無理に挑戦しなくていい。でも「やりたい」なら動くべき

野口:最後に、キャリアや挑戦について悩んでいる方へメッセージをお願いします。

山本:そうですね。あえて “逆張り” なことを申し上げると、「挑戦しなければならない」という義務感だけで動くのは違うと思っています。人生の主語は、あくまで自分にあるべきです。「やりたい」という気持ちがあるけれど不安な方は、ぜひ踏み出してみてほしい。一方で、本心から望んでいないのであれば、無理にやる必要はないと思います。

その上で、「ぶいすぽっ!」や「Neo-Porte」というプロジェクトを通して何かを成し遂げたいという強い意志があるメンバーには、どんどん突き抜けていってほしい。僕自身も刺激を受けながら、共に成長していける仲間が増えたら嬉しいですね。
また、人生の大半を占める仕事の時間を考えれば、受け身で過ごすのは非常にもったいない。同じ時間を使うのであれば、今後の自分の人生につながることに費やすのが良いのではないでしょうか。

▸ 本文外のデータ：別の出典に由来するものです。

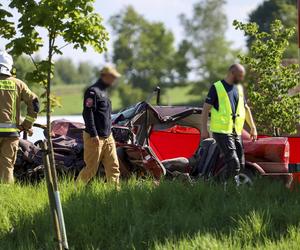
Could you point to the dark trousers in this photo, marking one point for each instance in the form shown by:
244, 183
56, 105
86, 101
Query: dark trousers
231, 145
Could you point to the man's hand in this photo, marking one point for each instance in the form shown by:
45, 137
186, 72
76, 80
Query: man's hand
96, 141
253, 134
204, 134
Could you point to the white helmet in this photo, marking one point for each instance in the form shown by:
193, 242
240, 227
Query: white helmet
6, 63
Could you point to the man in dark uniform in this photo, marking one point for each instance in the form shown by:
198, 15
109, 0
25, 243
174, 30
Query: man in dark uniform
229, 111
99, 144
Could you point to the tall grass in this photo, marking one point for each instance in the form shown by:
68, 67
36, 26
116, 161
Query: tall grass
143, 216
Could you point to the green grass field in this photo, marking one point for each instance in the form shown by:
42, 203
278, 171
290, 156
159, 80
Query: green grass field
71, 98
143, 216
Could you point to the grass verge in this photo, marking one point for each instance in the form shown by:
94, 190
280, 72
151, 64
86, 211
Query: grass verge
142, 216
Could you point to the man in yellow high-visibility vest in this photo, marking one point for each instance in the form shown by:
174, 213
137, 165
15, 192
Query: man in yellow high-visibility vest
12, 92
229, 111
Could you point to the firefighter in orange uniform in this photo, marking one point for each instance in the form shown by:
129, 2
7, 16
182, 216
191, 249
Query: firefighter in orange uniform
12, 92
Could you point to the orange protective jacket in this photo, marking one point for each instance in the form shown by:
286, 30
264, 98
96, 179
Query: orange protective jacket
12, 92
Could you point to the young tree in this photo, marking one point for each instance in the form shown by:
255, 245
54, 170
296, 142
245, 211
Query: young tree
270, 10
276, 111
143, 51
209, 52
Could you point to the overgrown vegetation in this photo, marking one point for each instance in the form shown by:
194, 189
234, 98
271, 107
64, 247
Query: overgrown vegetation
276, 111
143, 216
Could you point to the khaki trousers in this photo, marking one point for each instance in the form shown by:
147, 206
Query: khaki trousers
106, 153
8, 155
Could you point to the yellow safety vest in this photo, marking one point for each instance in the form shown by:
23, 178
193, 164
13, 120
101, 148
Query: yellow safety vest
222, 120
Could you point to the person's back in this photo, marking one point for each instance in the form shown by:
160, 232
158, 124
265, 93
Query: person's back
12, 92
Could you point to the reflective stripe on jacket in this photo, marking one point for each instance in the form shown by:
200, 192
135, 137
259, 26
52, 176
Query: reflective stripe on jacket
12, 92
222, 120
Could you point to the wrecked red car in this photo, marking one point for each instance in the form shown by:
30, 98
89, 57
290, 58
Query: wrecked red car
160, 141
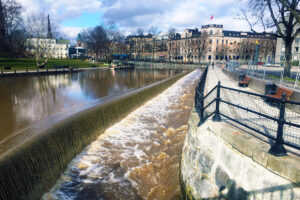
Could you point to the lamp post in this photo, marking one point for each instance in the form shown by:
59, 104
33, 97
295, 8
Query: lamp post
256, 52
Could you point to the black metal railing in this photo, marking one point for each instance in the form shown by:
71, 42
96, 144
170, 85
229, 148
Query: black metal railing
276, 119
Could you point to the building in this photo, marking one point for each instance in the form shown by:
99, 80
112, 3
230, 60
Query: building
79, 50
48, 47
211, 43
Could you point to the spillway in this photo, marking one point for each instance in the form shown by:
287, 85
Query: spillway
136, 158
32, 164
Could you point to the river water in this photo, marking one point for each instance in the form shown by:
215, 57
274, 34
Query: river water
25, 101
137, 158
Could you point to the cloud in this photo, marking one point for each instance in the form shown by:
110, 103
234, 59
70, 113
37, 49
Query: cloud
71, 32
61, 10
132, 14
180, 14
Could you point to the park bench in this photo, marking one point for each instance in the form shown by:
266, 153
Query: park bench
280, 91
245, 81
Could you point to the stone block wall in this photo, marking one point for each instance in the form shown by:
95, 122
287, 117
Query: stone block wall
222, 162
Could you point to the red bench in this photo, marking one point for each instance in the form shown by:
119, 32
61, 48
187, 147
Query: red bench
245, 82
280, 91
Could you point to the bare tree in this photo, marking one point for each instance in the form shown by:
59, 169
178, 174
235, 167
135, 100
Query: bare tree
153, 30
171, 36
39, 43
96, 40
114, 37
283, 15
294, 10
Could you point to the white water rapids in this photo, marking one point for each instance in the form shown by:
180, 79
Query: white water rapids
138, 157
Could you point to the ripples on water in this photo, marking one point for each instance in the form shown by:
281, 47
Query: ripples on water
137, 158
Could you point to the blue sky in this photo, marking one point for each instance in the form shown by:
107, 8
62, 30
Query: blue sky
85, 20
75, 15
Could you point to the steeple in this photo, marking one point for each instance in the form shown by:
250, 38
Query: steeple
49, 34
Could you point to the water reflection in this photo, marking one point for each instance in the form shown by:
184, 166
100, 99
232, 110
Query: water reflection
26, 100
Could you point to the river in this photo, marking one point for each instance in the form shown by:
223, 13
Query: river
27, 100
138, 157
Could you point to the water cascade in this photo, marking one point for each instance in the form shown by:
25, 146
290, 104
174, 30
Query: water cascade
32, 167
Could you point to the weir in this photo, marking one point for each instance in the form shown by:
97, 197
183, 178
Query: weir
32, 167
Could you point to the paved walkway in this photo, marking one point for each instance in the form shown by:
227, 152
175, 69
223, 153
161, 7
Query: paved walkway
291, 134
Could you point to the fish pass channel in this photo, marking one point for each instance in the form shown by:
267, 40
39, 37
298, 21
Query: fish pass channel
138, 157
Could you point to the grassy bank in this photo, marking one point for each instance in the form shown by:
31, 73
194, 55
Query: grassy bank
24, 63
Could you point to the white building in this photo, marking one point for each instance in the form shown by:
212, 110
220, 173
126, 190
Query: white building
280, 48
50, 48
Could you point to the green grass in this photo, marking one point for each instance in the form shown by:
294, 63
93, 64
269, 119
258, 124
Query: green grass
286, 78
24, 63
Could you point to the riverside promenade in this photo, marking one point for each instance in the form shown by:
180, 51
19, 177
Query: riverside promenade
292, 114
224, 160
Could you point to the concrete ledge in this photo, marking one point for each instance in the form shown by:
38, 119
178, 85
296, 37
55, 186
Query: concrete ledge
221, 161
257, 84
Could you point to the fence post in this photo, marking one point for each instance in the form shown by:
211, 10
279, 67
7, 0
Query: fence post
278, 149
217, 117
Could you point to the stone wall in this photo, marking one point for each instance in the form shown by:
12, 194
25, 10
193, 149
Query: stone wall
222, 162
257, 84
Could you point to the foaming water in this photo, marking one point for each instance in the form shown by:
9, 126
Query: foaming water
137, 158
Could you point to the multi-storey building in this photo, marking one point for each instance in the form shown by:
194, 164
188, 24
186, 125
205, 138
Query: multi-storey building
48, 47
51, 48
212, 43
280, 47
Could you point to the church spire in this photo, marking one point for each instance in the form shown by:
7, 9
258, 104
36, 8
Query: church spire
49, 34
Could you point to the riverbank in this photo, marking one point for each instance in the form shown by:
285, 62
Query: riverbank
23, 64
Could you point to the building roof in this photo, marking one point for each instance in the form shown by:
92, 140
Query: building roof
247, 34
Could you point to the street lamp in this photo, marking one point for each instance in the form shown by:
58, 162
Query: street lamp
256, 52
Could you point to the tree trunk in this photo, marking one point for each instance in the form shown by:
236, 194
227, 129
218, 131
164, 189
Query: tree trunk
288, 58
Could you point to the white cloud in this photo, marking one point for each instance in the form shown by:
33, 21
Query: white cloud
71, 32
131, 14
61, 9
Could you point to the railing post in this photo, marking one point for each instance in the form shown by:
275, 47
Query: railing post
278, 149
217, 117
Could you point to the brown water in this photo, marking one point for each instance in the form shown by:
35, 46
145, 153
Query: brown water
25, 101
137, 158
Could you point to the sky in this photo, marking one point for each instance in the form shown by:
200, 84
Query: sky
76, 15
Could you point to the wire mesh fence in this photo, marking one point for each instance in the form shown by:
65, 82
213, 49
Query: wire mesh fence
271, 70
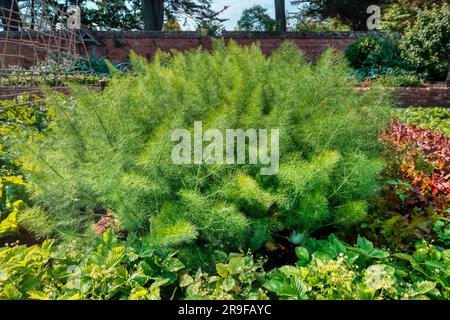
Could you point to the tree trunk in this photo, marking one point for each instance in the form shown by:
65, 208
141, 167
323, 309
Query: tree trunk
10, 20
447, 81
280, 15
153, 11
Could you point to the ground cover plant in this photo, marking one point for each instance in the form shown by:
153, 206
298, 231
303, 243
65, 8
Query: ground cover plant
325, 269
50, 79
416, 199
92, 162
435, 119
23, 116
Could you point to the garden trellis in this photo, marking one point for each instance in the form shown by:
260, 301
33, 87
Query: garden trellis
39, 39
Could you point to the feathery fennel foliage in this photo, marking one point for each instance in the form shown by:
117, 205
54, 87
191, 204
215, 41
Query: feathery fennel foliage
112, 150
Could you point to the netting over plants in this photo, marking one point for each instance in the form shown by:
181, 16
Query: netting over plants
41, 42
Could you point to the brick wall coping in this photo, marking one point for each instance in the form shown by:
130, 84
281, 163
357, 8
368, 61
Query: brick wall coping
298, 35
225, 34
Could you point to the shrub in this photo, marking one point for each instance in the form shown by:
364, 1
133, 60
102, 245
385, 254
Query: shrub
375, 52
417, 196
23, 116
426, 44
111, 151
108, 271
436, 119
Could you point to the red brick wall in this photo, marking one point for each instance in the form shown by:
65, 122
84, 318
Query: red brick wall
429, 97
116, 46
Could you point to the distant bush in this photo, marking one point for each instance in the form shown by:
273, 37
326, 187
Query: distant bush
375, 52
426, 44
111, 151
436, 119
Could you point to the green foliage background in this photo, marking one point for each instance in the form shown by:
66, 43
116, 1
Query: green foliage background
112, 151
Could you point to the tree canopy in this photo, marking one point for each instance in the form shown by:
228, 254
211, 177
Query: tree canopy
256, 18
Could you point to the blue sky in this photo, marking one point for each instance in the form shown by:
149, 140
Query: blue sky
233, 13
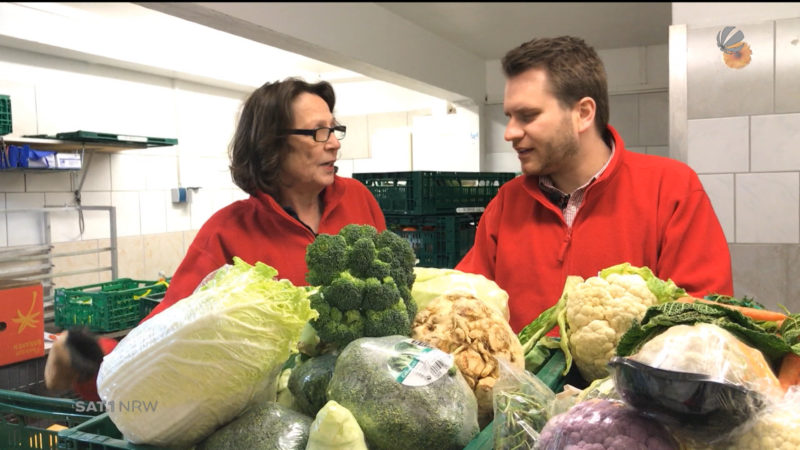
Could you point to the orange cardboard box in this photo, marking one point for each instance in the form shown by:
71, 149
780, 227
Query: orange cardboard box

野口:これからのBrave groupには、山本さんのような「若い世代のベンチャースピリット」がより一層求められます。10年後、20年後のBrave groupを考えると、経営を担うべきは、感覚の鋭い若い世代だと思いますから。
山本さんにはその中心に立ち、未来のBrave groupを背負う模範となってくれることを期待しています。